Is it insight? You definitely can’t have literary fiction without it. Although some genre writers get close. Is John Le Carre a spy novelist or a literary writer?
Is it that literary fiction doesn’t follow rules?
With a genre novel, tropes must be respected because they are what the reader enjoys. A family saga must run a well defined gamut of black sheep, poor relations, blissful marriages and disastrous elopements because otherwise the reader feels that the writer missed the obvious opportunities. The entertainment is in how these obligations are met in a fresh way, the individual writer’s ingenuity within this formal structure.
If genre authors bust out of their boxes, they risk disappointing their readers. Ruth Rendell, who you’d think has a reliably adoring fan base, was careful to adopt a different name to explore beyond conventional crime fiction. When Iain Banks wrote sci-fi as well as lit fic, he stuck an M between his names. But then some writers jump categories and face their public with no disguise – Robert Harris with his modern thrillers and historical fiction. Perhaps it all comes down to how hard he can argue with his publisher.
If rules, or the lack of them, are the crucial difference, does that make genre benders literary? Maybe, if the blend creates a provocative and resonating tension. But sometimes fusing genres is no more than a simple exercise of this-meets-that (or adding freshly boiled zombies).
If a literary novelist writes about a murder, they certainly don’t have to meet the expectations that a crime novelist or detective writer would – think of Donna Tartt’s The Secret History. If genre is about the reader’s expectations, perhaps literary is an anti-genre.
Let’s take Woody Allen as an example. Yes, his medium is celluloid, but it all starts with words and pages. His body of work includes character pieces (Annie Hall, Vicky Christina Barcelona), madcap sci-fi comedies (Sleeper), cosy mystery spoofs (Manhattan Murder Mystery) bleak examinations of morality (Crimes And Misdemeanours). Sometimes, but not all the time, he breaks the bounds of reality by adding time travel (Midnight in Paris), fantasy (The Purple Rose of Cairo). Or singing, flying and ghosts in Everyone Says I Love You. In his latest, To Rome With Love, a character turns invisible.

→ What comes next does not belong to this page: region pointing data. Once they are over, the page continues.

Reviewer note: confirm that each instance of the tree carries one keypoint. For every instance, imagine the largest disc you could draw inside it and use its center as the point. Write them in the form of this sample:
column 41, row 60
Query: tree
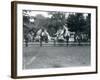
column 57, row 21
column 76, row 22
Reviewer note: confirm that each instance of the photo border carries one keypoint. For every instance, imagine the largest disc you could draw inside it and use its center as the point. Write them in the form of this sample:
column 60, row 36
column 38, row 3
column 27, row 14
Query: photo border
column 14, row 37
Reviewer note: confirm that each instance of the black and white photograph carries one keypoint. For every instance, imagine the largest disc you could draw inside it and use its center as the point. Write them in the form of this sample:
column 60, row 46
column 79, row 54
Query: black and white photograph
column 56, row 39
column 53, row 39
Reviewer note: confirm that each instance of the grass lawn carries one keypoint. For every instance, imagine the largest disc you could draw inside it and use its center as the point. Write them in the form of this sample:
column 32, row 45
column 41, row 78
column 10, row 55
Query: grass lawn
column 35, row 56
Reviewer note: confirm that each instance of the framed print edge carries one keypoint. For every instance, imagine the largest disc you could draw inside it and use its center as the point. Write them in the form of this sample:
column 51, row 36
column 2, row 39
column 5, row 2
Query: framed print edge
column 14, row 43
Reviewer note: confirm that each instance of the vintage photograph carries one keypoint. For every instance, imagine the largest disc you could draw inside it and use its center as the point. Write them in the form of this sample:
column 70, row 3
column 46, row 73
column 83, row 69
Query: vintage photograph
column 53, row 39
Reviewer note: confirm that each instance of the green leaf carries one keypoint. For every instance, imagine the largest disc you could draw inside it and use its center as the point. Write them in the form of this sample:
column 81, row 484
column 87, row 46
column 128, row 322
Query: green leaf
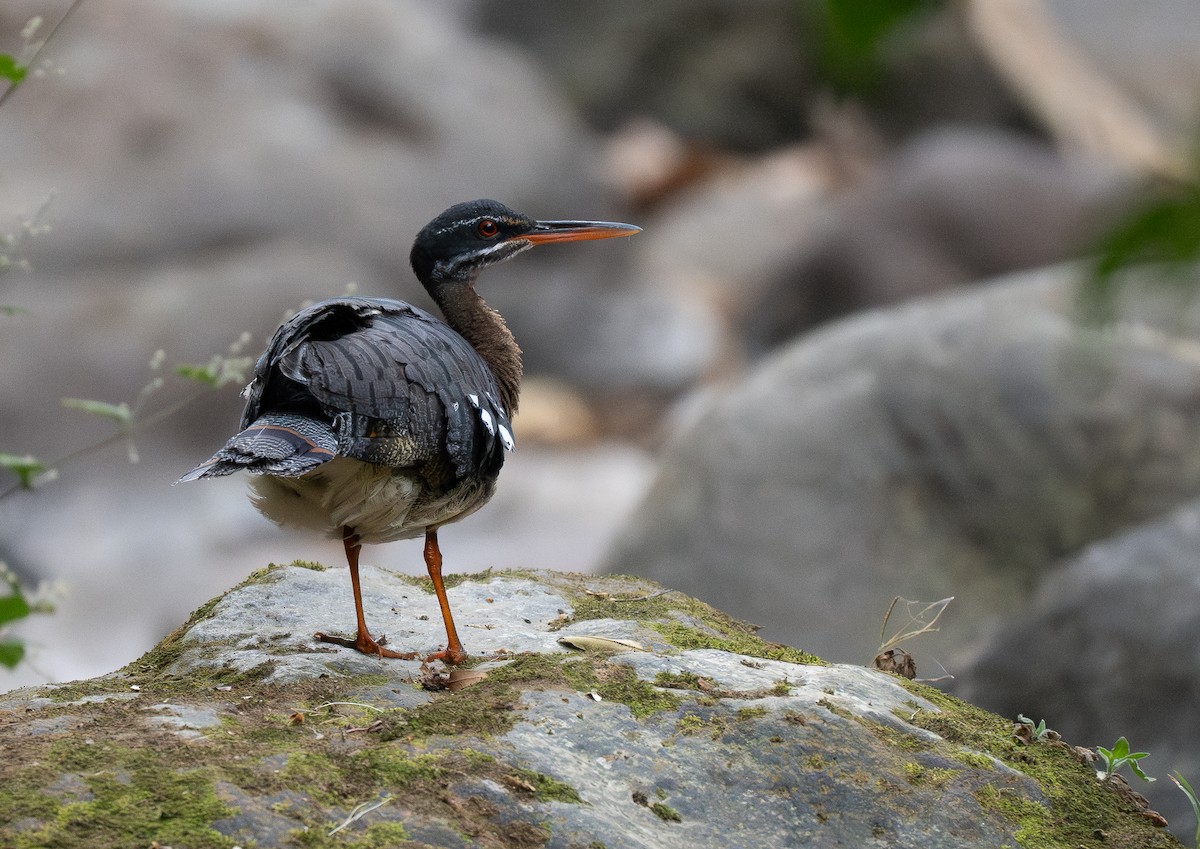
column 1182, row 783
column 12, row 608
column 118, row 413
column 853, row 35
column 1137, row 771
column 11, row 651
column 863, row 25
column 1163, row 232
column 27, row 468
column 11, row 70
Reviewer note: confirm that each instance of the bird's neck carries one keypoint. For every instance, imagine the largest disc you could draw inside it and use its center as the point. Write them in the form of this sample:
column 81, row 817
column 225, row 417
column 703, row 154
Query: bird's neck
column 487, row 333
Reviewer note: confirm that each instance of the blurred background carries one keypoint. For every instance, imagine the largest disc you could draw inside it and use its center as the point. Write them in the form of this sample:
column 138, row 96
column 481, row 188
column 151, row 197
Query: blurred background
column 897, row 324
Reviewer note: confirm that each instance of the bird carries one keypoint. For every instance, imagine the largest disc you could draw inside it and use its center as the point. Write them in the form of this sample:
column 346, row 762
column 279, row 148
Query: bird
column 372, row 420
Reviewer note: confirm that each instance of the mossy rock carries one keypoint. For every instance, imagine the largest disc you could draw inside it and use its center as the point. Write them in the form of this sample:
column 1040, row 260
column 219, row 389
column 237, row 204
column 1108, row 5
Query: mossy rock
column 240, row 729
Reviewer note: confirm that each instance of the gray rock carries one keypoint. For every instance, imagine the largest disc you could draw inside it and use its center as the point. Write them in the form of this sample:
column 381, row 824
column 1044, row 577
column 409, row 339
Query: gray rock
column 947, row 209
column 952, row 447
column 1103, row 650
column 687, row 746
column 745, row 73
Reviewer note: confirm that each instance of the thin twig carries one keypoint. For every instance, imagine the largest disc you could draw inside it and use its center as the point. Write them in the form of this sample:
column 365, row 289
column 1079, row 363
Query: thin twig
column 120, row 435
column 360, row 811
column 13, row 86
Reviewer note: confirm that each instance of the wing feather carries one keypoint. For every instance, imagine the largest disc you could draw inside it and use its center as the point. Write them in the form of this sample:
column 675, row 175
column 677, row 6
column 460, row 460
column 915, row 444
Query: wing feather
column 394, row 381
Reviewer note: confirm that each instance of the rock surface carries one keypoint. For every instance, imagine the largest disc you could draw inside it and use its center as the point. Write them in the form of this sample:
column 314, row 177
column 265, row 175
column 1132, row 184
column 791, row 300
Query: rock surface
column 1103, row 651
column 240, row 729
column 957, row 446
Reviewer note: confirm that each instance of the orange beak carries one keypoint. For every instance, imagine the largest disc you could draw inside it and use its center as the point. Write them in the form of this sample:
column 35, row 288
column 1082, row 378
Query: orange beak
column 575, row 230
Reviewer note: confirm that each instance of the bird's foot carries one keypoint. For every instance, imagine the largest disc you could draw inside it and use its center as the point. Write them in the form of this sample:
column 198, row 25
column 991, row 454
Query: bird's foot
column 450, row 656
column 367, row 645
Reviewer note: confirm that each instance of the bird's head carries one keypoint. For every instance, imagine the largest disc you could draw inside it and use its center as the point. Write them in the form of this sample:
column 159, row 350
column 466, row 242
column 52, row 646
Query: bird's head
column 467, row 238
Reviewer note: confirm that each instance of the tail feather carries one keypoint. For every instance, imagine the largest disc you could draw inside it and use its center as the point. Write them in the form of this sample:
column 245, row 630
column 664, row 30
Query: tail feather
column 283, row 444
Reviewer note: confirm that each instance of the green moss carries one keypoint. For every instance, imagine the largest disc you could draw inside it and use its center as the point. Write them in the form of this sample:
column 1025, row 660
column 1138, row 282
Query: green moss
column 738, row 642
column 547, row 789
column 928, row 776
column 665, row 812
column 1080, row 812
column 973, row 759
column 135, row 798
column 304, row 564
column 618, row 682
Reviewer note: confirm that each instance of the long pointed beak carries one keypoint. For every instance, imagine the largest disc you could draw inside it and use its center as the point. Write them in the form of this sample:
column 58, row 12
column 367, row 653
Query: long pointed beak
column 575, row 230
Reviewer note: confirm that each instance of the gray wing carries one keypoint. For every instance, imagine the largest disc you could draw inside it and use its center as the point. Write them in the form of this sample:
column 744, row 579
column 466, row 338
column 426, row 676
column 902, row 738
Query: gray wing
column 396, row 384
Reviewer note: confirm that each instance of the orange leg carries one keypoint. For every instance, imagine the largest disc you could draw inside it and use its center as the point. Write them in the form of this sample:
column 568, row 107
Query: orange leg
column 454, row 654
column 364, row 642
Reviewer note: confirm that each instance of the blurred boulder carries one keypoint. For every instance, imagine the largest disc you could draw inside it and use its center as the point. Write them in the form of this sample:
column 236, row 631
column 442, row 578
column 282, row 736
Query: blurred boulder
column 744, row 74
column 955, row 446
column 951, row 206
column 213, row 166
column 1105, row 648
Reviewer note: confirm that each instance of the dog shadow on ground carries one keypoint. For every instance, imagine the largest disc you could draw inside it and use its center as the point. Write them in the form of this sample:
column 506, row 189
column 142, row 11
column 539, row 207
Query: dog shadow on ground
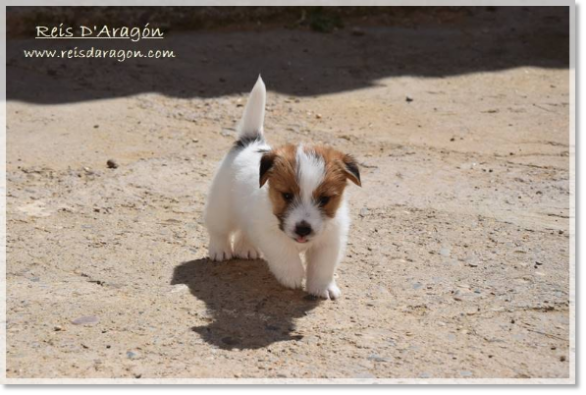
column 249, row 309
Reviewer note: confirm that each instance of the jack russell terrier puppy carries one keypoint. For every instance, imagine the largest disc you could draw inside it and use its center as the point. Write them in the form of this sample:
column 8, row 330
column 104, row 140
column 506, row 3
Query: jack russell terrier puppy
column 281, row 203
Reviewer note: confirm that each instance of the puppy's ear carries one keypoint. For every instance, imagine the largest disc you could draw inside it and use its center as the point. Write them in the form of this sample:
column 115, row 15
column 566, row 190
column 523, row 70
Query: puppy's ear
column 266, row 163
column 351, row 169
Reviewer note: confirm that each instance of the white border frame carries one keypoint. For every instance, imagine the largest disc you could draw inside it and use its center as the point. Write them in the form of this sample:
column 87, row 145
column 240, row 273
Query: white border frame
column 572, row 131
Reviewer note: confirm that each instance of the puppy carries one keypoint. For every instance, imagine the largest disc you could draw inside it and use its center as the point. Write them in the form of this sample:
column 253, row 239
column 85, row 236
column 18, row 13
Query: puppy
column 281, row 204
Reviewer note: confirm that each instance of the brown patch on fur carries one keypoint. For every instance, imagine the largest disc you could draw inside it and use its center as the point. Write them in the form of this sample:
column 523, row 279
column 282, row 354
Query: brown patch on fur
column 282, row 178
column 334, row 183
column 279, row 168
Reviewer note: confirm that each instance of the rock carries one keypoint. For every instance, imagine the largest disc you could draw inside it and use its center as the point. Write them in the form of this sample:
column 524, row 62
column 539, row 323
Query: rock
column 377, row 358
column 230, row 341
column 445, row 251
column 86, row 320
column 132, row 354
column 179, row 288
column 112, row 164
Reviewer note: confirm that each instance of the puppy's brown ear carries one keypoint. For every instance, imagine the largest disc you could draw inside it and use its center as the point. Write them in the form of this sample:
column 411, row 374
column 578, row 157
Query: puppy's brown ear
column 351, row 169
column 266, row 164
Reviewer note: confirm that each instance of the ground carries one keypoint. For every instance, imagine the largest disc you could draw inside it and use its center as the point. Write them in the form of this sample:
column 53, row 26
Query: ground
column 458, row 256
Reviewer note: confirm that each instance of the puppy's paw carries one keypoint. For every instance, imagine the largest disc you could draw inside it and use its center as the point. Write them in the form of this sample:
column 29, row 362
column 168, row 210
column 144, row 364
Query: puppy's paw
column 220, row 251
column 331, row 291
column 245, row 250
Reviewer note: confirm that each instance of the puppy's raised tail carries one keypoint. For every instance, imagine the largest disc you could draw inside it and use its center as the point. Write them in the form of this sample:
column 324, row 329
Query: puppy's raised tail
column 250, row 127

With Allen, you never know what rules will be followed – and yet you do. They are Allen’s rules, created by his own themes, obsessions and humanity. They’re what we come back for.
So perhaps each literary writer creates a genre of their own, invents the colours they paint in. Like with genre fiction, it makes its own expectations. Perhaps the two are not so very different.
What do you think? Is ‘literary’ a genre? What makes a writer literary? What makes them not? Are there any writers you’d say were both genre and literary?